Pendant ce temps, sur la planète, c'est par un nombre avoisinant le milliard de personnes que se comptent les analphabètes et ceux et celles qui n'ont point accès à des ressources de base, l'eau potable étant l'une d'entre elles. L'intention de mondialisation serait-elle réelle qu'il faudrait donner à tous l'accès à une alimentation électrique, ne serait-ce que pour espérer un jour pouvoir vendre les surplus occidentaux en ordinateurs et autres téléviseurs devenus localement obsolètes!
Et vint un tsunami qui frappa toute une région du monde, sept heures après que des équipements sophistiqués aient perçu son apparition, ce qui aurait dû permettre de lancer des avertissements d'alerte (il est toutefois connu que l'Indonésie s'intéresse davantage à contrôler le Timor oriental qu'à protéger ses millions de citoyens). L'énorme vague ne fit pas de discrimination, entraînant dans son sillage touristes et populations locales: les bulletins de nouvelles et les émissions spéciales ont montré le côté dramatique de la situation. Les consciences en furent émues.

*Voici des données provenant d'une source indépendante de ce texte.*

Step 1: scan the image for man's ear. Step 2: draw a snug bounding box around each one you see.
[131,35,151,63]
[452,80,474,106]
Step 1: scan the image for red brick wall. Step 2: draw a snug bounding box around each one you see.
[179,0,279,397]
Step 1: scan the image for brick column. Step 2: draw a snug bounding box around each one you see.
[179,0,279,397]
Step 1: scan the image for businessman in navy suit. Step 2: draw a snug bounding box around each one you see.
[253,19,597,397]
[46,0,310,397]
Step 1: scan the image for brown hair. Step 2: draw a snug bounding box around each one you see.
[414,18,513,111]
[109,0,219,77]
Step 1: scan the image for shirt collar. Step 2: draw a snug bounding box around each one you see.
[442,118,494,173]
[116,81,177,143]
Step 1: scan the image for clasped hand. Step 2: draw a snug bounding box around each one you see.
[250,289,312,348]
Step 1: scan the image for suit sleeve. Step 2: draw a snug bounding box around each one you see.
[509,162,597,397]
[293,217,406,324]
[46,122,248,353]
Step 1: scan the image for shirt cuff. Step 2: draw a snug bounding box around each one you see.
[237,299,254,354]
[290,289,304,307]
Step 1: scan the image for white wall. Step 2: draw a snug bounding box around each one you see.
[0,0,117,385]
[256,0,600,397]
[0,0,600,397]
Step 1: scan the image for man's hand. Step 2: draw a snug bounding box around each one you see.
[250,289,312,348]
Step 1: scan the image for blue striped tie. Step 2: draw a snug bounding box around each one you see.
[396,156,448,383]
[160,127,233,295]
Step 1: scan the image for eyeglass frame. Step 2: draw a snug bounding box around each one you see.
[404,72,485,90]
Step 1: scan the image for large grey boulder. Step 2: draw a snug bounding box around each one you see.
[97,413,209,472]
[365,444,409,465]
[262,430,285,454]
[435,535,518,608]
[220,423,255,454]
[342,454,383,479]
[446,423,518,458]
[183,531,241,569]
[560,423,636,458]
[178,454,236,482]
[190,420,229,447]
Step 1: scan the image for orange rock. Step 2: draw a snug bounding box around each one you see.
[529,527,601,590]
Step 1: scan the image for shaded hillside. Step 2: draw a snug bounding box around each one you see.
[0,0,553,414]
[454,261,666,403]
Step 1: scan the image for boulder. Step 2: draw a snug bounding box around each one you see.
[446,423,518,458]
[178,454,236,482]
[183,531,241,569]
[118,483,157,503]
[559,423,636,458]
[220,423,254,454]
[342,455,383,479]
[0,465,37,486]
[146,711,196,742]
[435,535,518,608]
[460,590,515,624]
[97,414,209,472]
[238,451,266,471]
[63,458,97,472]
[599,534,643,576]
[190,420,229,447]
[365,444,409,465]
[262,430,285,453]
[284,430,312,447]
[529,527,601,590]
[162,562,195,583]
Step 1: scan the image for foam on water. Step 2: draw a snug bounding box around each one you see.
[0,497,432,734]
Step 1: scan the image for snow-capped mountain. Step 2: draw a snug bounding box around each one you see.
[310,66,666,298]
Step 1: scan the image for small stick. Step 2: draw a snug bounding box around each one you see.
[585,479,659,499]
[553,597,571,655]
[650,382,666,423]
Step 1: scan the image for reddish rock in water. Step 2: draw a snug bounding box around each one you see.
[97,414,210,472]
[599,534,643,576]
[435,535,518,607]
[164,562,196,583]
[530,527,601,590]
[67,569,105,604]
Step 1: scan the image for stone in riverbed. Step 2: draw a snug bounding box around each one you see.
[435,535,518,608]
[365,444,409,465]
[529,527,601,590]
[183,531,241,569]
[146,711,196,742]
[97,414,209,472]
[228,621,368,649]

À long terme, il faut souhaiter que toutes ces images transmises, d'habitations rudimentaires et d'espaces à reconstruire, feront prendre conscience de l'état d'inégalité qui prévaut sur cette planète, où ce qui est misère dans un pays donné serait grande richesse sur un autre continent.
Aussi, comme le pensent -- et, dans cette foulée, le font -- les acteurs syndicaux et certains intervenants économiques, il y a obligation de canaliser l'autre vague, celle de la mondialisation, en exportant un modèle qui veut que l'intérêt collectif ait priorité sur le gain personnel. Il faut permettre aux travailleurs et aux individus de résister à toutes ces entreprises où l'accumulation des profits est la première mesure d'évaluation d'une réussite.
En fait, à l'international, le progrès n'a jamais été acquis par le fait d'actions guerrières, mais a souvent été le résultat de gestes dont le mot d'ordre était de garantir une réelle coopération entre tous les intervenants, indépendamment de leurs origines ethniques, culturelles, voire religieuses.